Dein Netzteil hat zwar genug Leistung, aber ist technisch nicht gut gemug für eine 1070.
Und wer so viel Geld für eine Grafikkarte ausgibt, sollte genug Geld für ein gutes Netzteil haben


----------



## Plinius (4. Juni 2016)

*AW: Be buiet Pure Power 530W stark genug für MSI 1070 Gaminx X?*

vielen dank für eure erste einschätzung

was bedeutet "das l8 hat nur Gruppe und auch nur 2 Rails"? inwiefern hat das einfluss darauf, ob die grafikkarte rennt oder nicht?

und wieso genau ist das netzteil technisch nicht gut genug? worauf käme es an?

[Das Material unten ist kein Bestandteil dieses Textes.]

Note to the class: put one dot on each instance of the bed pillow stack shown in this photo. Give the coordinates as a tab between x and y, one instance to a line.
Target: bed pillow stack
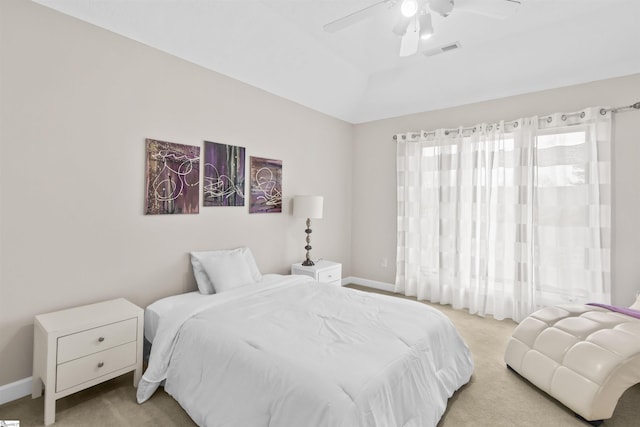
218	271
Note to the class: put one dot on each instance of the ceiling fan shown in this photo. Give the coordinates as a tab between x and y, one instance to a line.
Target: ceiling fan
414	23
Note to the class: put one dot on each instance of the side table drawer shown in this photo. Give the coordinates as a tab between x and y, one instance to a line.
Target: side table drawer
97	339
95	365
330	275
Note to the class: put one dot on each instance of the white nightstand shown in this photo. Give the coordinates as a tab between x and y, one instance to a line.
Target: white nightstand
323	271
80	347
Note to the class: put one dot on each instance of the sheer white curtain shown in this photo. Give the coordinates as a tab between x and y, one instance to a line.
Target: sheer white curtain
505	218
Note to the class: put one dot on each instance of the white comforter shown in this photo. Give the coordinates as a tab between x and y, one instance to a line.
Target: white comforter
289	352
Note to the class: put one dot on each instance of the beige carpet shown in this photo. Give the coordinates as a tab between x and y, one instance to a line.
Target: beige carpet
494	397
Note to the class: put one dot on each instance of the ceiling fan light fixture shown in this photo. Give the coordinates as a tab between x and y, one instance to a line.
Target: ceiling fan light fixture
409	8
443	7
426	26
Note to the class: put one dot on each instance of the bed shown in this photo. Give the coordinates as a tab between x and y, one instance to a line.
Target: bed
288	351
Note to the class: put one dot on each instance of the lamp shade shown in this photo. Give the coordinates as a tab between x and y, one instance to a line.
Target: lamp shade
307	206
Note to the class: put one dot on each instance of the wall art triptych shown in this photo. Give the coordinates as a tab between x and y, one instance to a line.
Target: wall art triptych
173	179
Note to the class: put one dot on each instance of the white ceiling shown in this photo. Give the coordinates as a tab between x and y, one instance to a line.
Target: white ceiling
356	74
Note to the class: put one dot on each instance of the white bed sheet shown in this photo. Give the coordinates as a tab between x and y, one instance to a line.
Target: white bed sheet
162	307
291	352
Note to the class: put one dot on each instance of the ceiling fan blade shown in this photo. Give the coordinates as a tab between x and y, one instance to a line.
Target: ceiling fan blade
352	18
410	41
498	9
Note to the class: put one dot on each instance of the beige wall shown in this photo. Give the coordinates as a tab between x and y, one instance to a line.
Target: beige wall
374	179
77	103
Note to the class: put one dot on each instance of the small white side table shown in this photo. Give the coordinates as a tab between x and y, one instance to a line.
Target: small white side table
83	346
323	271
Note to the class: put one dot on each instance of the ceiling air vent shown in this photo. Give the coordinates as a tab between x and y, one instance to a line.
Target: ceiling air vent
442	49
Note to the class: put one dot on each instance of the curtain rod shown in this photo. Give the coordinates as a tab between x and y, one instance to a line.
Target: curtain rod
603	111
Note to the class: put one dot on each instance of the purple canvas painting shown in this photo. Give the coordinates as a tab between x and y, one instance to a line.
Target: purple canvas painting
266	185
223	182
173	178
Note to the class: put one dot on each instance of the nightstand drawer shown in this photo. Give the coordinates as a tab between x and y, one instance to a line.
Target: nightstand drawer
330	275
95	365
97	339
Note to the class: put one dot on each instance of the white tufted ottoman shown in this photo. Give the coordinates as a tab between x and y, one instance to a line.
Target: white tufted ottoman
584	356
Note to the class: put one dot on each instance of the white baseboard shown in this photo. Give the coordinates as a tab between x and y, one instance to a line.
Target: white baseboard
383	286
15	390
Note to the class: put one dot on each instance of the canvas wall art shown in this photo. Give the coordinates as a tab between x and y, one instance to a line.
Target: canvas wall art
266	185
172	178
223	182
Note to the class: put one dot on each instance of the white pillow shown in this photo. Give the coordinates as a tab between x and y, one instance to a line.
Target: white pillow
227	271
204	284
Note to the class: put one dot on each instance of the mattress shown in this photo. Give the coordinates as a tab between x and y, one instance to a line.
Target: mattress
289	351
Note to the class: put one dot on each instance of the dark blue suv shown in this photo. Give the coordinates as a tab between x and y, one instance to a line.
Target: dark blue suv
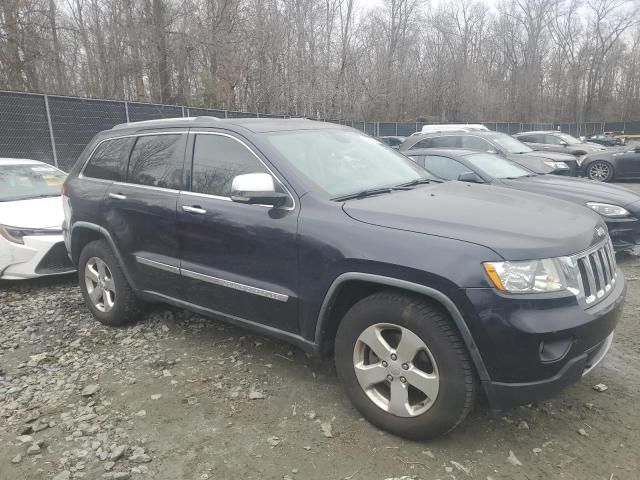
426	293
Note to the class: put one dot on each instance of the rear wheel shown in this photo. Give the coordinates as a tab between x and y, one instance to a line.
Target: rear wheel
104	287
600	170
404	366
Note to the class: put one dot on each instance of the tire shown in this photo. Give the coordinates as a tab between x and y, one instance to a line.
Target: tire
600	171
116	304
445	364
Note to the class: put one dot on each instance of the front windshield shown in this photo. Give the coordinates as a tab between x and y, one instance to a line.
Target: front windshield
570	140
510	144
343	162
21	182
497	167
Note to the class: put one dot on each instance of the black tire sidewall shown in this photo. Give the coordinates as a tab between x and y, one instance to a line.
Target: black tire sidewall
125	305
611	172
431	324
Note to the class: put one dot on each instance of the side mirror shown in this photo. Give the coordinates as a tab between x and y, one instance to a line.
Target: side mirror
256	188
470	177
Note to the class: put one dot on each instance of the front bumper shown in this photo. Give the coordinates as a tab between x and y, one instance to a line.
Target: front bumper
39	256
535	346
624	232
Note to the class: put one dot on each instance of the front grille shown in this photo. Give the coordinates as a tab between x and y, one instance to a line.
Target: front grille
597	272
55	261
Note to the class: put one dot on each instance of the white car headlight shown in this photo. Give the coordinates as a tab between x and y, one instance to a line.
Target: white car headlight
534	276
557	165
608	210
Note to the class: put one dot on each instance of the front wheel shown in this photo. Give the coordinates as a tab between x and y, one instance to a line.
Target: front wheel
600	171
104	287
404	366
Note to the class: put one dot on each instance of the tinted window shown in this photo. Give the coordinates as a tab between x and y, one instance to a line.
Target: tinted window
156	160
476	143
109	161
444	167
216	160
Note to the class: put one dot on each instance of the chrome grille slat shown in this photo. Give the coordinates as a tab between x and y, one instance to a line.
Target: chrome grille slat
597	271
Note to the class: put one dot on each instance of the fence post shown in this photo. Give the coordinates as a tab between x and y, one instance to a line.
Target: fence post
51	136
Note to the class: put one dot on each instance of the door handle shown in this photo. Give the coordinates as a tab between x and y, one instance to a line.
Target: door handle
195	209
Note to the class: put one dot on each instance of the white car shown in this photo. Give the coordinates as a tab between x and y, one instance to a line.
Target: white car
31	243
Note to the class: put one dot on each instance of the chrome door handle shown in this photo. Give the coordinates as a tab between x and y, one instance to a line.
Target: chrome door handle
195	209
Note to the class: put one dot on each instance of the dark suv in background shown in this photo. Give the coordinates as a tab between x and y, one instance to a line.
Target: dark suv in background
554	141
423	291
498	143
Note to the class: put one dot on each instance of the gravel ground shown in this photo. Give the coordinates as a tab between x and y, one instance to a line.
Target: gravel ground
178	396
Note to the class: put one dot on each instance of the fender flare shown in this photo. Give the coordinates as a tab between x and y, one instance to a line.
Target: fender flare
436	295
107	236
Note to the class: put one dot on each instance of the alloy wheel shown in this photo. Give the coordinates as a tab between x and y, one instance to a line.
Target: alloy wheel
396	370
100	285
599	171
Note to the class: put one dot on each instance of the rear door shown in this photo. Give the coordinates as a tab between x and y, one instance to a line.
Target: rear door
627	164
141	211
237	260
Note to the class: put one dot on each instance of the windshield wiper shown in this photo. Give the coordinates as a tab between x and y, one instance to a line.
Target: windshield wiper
364	193
419	181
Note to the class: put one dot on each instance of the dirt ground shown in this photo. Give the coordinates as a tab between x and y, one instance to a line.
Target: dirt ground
181	397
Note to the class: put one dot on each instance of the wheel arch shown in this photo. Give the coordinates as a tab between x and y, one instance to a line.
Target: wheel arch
82	233
351	287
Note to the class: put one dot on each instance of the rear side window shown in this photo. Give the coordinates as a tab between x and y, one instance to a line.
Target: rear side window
157	160
217	159
109	160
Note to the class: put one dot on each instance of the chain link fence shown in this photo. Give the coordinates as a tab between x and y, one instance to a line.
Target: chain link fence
55	129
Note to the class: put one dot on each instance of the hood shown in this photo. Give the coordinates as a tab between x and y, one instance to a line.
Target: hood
555	156
33	213
577	190
516	225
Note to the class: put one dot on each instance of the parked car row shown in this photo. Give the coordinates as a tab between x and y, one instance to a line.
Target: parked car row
555	152
426	292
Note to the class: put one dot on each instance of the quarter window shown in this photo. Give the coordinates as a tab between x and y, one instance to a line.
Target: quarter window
217	159
109	160
156	161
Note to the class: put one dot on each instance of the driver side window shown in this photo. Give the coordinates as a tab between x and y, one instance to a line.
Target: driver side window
217	159
444	167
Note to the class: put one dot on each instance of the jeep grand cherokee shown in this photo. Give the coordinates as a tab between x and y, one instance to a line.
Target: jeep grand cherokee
425	292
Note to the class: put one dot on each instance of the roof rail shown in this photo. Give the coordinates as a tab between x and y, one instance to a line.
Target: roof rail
163	120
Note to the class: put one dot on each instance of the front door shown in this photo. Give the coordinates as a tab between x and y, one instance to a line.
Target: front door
237	260
141	212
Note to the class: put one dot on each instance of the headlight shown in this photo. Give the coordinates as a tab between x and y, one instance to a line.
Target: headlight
16	234
534	276
557	165
608	210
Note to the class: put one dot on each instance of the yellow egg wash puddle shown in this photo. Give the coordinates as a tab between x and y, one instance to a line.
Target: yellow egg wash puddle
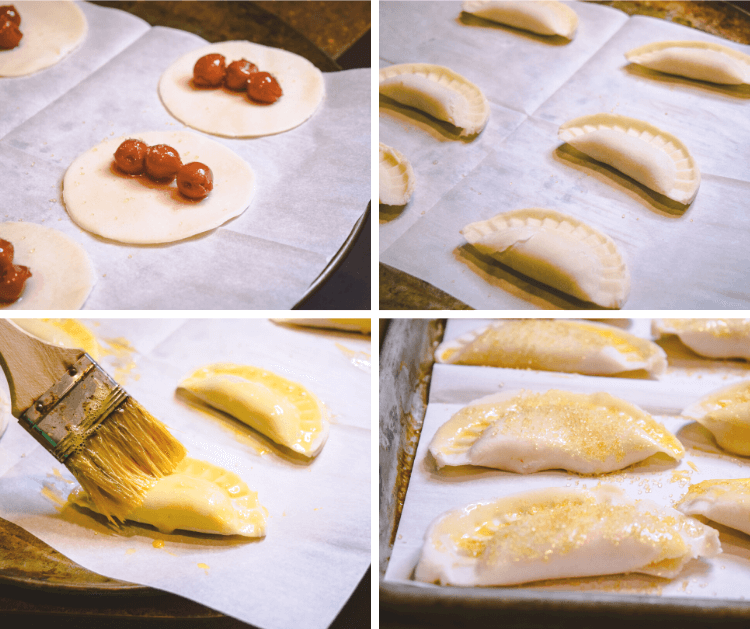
360	359
124	364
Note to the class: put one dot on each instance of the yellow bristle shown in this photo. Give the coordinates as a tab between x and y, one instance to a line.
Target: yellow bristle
123	458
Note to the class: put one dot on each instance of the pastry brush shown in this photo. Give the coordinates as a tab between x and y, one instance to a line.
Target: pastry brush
69	404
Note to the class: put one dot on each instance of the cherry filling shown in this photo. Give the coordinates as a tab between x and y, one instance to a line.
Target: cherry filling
12	276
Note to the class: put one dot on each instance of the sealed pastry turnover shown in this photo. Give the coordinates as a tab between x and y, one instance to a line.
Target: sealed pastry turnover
527	432
439	92
652	157
560	533
713	338
703	61
726	501
569	346
726	414
545	17
395	177
558	250
283	410
200	497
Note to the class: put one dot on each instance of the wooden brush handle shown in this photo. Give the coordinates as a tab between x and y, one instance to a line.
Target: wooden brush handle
31	366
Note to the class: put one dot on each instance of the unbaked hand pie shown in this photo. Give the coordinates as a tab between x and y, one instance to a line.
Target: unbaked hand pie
62	274
198	496
395	177
546	17
439	92
223	112
652	157
527	432
714	338
283	410
571	346
50	30
558	250
103	200
726	501
726	414
704	61
560	533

das geld für ein besseres netzteil wäre schon da, daran würde es nicht hapern, allerdings weiß ich nicht worauf ich achten muss und ich habe noch nie ein netzteil eingebaut...ist das "im nachhinein" eh möglich, ohne den rechner komplett zu demontieren?
lieber wäre es mir aber natürlich, wenn ich das netzteil nicht tauschen müsste

mit welchen konsequenzen müsste ich eurer einschätzung nach rechnen, wenn ich das jetzige netzteil zusammen mit der 1070 betreibe?
und welches netzteil würdet ihr mir stattdessen empfehlen?
und wie schätzt ihr den schwierigkeitsgrad für jemanden, der noch nie einen tausch gemacht hat, ein?


----------



## Threshold (4. Juni 2016)

*AW: Be buiet Pure Power 530W stark genug für MSI 1070 Gaminx X?*

Netzteil tauschen ist sehr einfach. Da brauchst du auch kein Wissen für.
Du schaust einfach nach, wo die Kabel vom Netzteil hingehen. Dort kommt auch das neue Netzteil dran.
Das sind also der 8 Pin am CPU Sockel, der dicke 24 Pin für das Mainboard und eben die Stecher für Festplatten und Laufwerke.
Die Mainboard Stecker sind etwas schwergängig, da musst du mal schauen, wie du die am Besten abbekommst. Gerade der 8 Pin am Sockel ist schwer zugänglich, wenn du einen großen Kühler verbaut hast.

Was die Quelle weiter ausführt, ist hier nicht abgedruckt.